Ibukun, Oluyomi and Ayodeji.

Ibukun, Oluyomi and Ayodeji.

The three co-founders ploughed money from Urbanbaze into the new business. More than $50,000, Oluyomi tells me.

Printivo is reminiscent of a rising trend the African technology ecosystem. Technology complementing and enabling existing offline business models or sometimes replacing them. And as if in mockery of the generally accepted startup logic that profit will typically come somewhere down the road, Printivo began to make profit from when it opened its doors for business last year. Oluyomi is cagey with the figures, but he says they grew 100 percent from quarter to quarter.

“Our first machines, first hires, first bikes…came from our personal purse. Subsequently, we were funded by our customers,” Oluyomi says. “At the end of the first month, all we had left in the bank was N100,000. All the money we made was ploughed back into the company.”

He makes a point of noting that his first customers came from Printivo’s launch post on TechCabal. He laughs when I ask about royalties.

Oluyomi believes that one of the early structural calls that has proved to be strategic for them was the decision to insist on collecting payment before making deliveries, even when POD (payment on delivery) was the prevailing wisdom of 2014, and largely still is.

“We asked ourselves if we wanted to deliver value or just rack up figures” Oluyomi says. “We are in a mass customization business. Every product ordered on Printivo is unique. Whatever product is ordered cannot be sold to another customer. The trouble with payment on delivery was the return rate.”

Conversation on the harm or otherwise of payment on delivery on Nigerian ecommerce continues to swirl. The pro-POD camp argue that giving Nigerians the option to pay after they have received the goods is the easiest way to get past the inherent suspicion of ecommerce.

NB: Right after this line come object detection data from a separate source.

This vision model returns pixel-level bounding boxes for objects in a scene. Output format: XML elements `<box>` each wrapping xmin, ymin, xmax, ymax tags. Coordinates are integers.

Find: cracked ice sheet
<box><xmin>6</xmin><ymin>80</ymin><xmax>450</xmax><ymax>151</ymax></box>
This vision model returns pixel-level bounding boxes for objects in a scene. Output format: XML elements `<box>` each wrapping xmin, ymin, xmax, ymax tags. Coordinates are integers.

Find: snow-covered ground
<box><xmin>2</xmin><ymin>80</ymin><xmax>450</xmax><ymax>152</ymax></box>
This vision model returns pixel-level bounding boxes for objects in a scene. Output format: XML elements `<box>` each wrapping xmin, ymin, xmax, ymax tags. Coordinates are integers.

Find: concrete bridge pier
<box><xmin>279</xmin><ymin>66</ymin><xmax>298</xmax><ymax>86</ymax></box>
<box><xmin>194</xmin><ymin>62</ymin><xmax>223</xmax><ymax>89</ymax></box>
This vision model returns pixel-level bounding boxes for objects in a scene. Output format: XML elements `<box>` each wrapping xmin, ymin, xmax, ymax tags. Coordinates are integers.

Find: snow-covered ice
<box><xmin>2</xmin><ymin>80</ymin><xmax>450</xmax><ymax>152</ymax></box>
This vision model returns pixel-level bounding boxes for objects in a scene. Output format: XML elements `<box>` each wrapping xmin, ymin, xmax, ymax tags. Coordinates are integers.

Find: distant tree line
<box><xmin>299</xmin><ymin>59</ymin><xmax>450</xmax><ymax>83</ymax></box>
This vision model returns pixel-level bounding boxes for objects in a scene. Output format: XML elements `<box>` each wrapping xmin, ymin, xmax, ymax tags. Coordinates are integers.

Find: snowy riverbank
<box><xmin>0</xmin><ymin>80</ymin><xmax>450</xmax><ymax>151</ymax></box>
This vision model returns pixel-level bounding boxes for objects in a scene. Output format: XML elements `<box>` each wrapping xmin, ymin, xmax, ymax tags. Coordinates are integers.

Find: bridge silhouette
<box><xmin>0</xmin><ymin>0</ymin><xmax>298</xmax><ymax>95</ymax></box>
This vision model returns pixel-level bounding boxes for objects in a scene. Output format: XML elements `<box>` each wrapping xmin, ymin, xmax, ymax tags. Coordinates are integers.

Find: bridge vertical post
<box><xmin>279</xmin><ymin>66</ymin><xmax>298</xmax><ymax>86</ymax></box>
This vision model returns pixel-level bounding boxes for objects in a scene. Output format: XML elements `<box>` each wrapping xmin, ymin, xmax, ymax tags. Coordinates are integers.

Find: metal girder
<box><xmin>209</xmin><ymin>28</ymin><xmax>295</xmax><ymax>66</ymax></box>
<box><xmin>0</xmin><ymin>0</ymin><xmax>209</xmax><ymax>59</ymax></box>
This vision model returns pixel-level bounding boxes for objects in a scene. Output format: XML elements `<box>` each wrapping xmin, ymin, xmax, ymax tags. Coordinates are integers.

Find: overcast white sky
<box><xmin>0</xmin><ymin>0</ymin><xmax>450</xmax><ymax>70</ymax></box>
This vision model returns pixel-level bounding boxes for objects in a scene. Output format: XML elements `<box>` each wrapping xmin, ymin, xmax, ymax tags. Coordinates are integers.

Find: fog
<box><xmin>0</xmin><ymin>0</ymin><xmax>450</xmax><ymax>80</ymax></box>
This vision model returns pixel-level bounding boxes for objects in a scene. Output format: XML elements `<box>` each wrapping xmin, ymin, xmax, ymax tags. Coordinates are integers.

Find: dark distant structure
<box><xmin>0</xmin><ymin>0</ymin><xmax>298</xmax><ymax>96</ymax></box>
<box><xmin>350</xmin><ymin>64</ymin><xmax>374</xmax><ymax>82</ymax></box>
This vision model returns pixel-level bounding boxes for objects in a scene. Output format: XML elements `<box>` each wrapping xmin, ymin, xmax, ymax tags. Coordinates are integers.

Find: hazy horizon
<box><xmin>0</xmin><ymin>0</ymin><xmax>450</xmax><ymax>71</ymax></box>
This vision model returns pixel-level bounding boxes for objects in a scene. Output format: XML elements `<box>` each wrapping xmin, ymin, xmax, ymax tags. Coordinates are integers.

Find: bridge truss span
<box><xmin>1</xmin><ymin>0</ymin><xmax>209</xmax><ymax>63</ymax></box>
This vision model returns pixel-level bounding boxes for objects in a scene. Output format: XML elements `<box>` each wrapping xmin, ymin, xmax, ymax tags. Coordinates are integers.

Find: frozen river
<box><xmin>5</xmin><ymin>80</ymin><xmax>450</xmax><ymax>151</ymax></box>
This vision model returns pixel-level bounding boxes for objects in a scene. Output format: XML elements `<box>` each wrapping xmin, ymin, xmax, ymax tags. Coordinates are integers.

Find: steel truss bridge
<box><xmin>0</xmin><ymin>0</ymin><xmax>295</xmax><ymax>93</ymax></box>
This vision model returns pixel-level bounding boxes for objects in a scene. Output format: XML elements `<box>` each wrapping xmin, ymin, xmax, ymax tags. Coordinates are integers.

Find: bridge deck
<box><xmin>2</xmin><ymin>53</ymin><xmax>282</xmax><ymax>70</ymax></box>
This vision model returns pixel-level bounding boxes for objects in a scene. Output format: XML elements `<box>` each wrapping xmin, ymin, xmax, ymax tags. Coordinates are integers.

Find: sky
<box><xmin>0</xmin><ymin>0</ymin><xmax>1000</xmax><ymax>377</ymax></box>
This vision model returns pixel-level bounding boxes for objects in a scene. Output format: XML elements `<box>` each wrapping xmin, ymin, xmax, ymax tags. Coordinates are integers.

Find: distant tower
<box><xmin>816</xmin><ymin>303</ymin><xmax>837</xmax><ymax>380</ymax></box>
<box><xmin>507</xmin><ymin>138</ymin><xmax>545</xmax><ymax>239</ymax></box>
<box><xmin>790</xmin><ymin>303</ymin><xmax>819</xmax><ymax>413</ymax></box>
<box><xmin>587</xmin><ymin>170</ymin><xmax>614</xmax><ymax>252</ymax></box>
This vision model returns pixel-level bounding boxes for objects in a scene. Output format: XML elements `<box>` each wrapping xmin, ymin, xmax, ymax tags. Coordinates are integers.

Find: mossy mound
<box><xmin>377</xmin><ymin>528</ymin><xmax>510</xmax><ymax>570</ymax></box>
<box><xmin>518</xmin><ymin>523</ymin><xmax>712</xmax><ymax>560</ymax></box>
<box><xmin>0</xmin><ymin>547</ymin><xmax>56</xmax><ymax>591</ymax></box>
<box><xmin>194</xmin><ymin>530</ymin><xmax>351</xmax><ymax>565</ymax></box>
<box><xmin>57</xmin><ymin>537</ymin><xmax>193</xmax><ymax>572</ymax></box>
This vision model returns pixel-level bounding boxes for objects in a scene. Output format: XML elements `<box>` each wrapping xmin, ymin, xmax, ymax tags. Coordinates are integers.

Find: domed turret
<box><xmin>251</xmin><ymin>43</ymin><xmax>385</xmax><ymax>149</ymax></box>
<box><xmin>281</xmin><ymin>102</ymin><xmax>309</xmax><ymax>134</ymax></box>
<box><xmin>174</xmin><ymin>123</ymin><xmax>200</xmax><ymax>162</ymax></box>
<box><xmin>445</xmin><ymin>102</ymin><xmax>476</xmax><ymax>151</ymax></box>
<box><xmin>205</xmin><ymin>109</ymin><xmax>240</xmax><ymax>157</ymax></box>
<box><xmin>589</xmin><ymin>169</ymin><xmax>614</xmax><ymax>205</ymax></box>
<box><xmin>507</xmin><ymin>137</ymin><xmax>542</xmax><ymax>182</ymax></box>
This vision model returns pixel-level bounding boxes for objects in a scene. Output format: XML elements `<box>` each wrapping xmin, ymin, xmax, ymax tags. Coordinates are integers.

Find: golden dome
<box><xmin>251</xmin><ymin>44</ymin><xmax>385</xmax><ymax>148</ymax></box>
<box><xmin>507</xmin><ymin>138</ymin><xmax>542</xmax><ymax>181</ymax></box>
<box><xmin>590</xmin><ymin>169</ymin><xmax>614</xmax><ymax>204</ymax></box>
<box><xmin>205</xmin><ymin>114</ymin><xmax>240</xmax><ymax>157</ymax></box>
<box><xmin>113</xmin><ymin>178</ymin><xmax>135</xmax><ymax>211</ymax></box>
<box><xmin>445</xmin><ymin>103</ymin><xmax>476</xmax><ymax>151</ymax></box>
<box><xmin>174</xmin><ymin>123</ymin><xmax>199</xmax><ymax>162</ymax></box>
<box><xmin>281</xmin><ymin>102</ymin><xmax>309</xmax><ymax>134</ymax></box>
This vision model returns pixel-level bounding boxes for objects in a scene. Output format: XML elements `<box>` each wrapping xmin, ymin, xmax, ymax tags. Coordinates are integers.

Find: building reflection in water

However, Printivo’s customers appear to have built faith in the startup. “We’ve added a trust layer to it. If for any reason you don’t like your order, Printivo is going to print another one. We are building trust in an organic way,” Oluyomi says.

There is competition. There are legacy (read “offline”) print shops to contend with, as well as Printmagic in Ikeja, and B2Edge just across the street that offer web-enabled print services similar to Printivo’s. Oluyomi thinks the market is nascent and can accommodate multiple players. “While we are not ignoring the competition, the customer is our number one focus”.

“Remember the broken window theory?” he asks as we head out the door, responding to my comment about the impeccable state of the machines. Malcolm Gladwell had written in Tipping Point about how little nigh-insignificant breakdowns in the system could balloon into chaos. It is the same thinking that is driving the maintenance of the machines and the office. “It affects the psyche,” he tells me, “if the machines are dirty, in a little time, it begins to cross over into the quality of our work. The operator won’t know when he begins to produce shoddy work, because his psyche is already clouded.”

I stop to look at the wall art behind the bullpen before stepping out the door. “I painted that,” Oluyomi tells me. It is the Printivo mascot – a puffy stick figure carrying a brown box – is painted against an abstract background. The National Theatre, a stretch of road, and a row of high rise buildings reminiscent of the Lagos Island.

“That’s Mr. Tivo,” he tells me, referring to the mascot. “People ask us when it is coming every time they send us print work. It delivers across Nigeria now, and soon all over Africa.” I make to ask him where in Africa they are extending their operations to next. I catch myself. He won’t tell. For strategic reasons, he’ll say. “I can only tell you, we are starting with the English speaking ones,” he says in response to the question I never asked.